Our study has limitations that should be acknowledged. First, it was a retrospective study performed at one institution. Second, most lesions that were included were diagnosed based on currently accepted imaging and clinical criteria rather than histopathologic workup. Third, the number of lesions, particularly that of non-adenomatous nodules, is small, which is why our results should be confirmed in a larger-scale investigation. Fourth, the proposed adjusted VUE threshold we derived from our study data should be tested in an independent cohort before being applied clinically. Last, the results we found only apply to the DECT technology we investigated i.e. dlDECT. It is known that there is a certain degree of inter-scanner variability which limits generalizability of the results we found to other DECT scanner types.

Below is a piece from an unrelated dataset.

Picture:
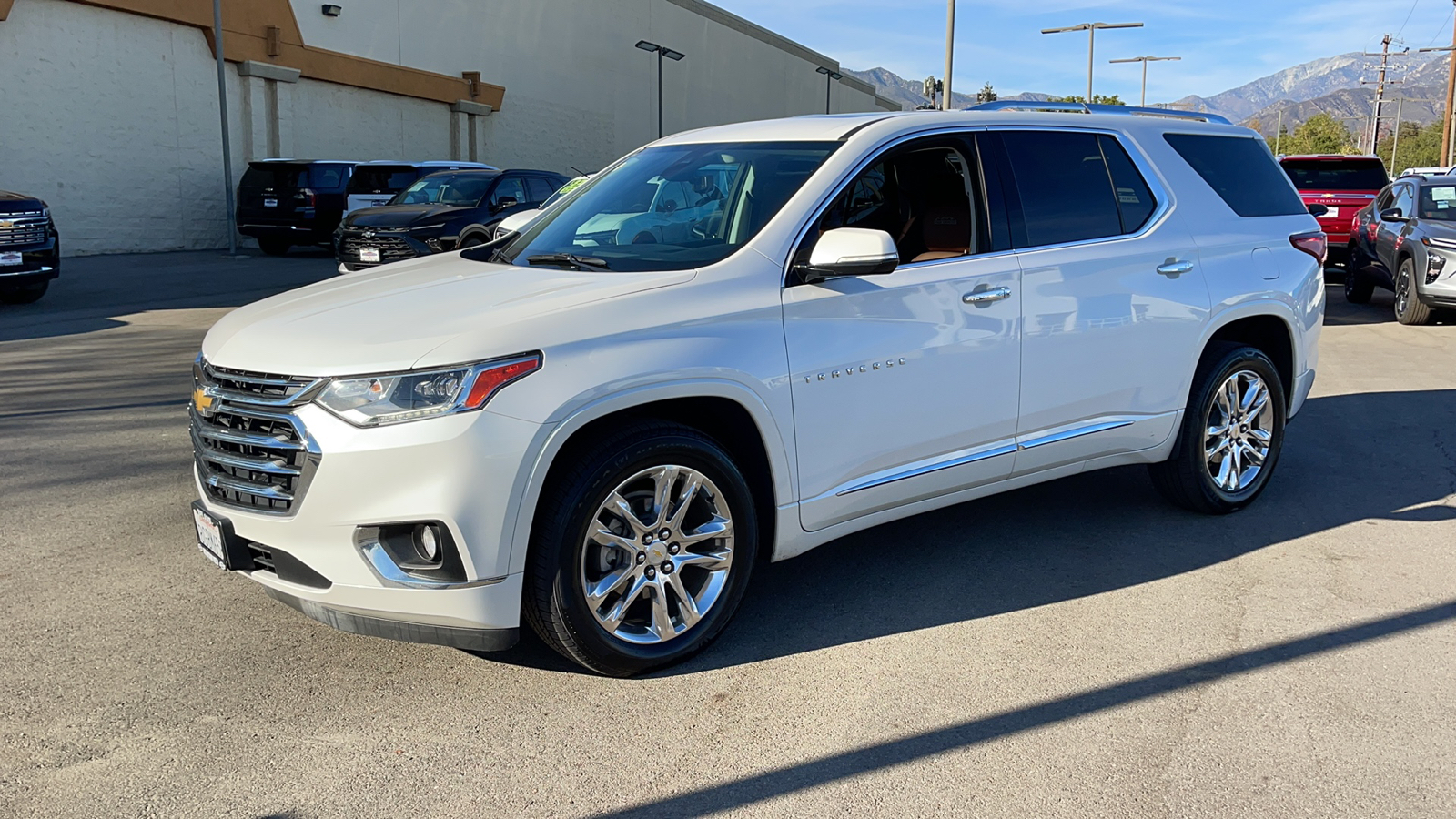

To conclude, virtual unenhanced images derived from detector based dual-layer dual-energy CT overestimated attenuation in the assessment of adrenal nodules, resulting in a limited sensitivity for the established 10 HU attenuation threshold. We propose an adjusted virtual unenhanced attenuation threshold of 22 HU for identifying lipid-rich adenomas which should be validated in future large cohort studies.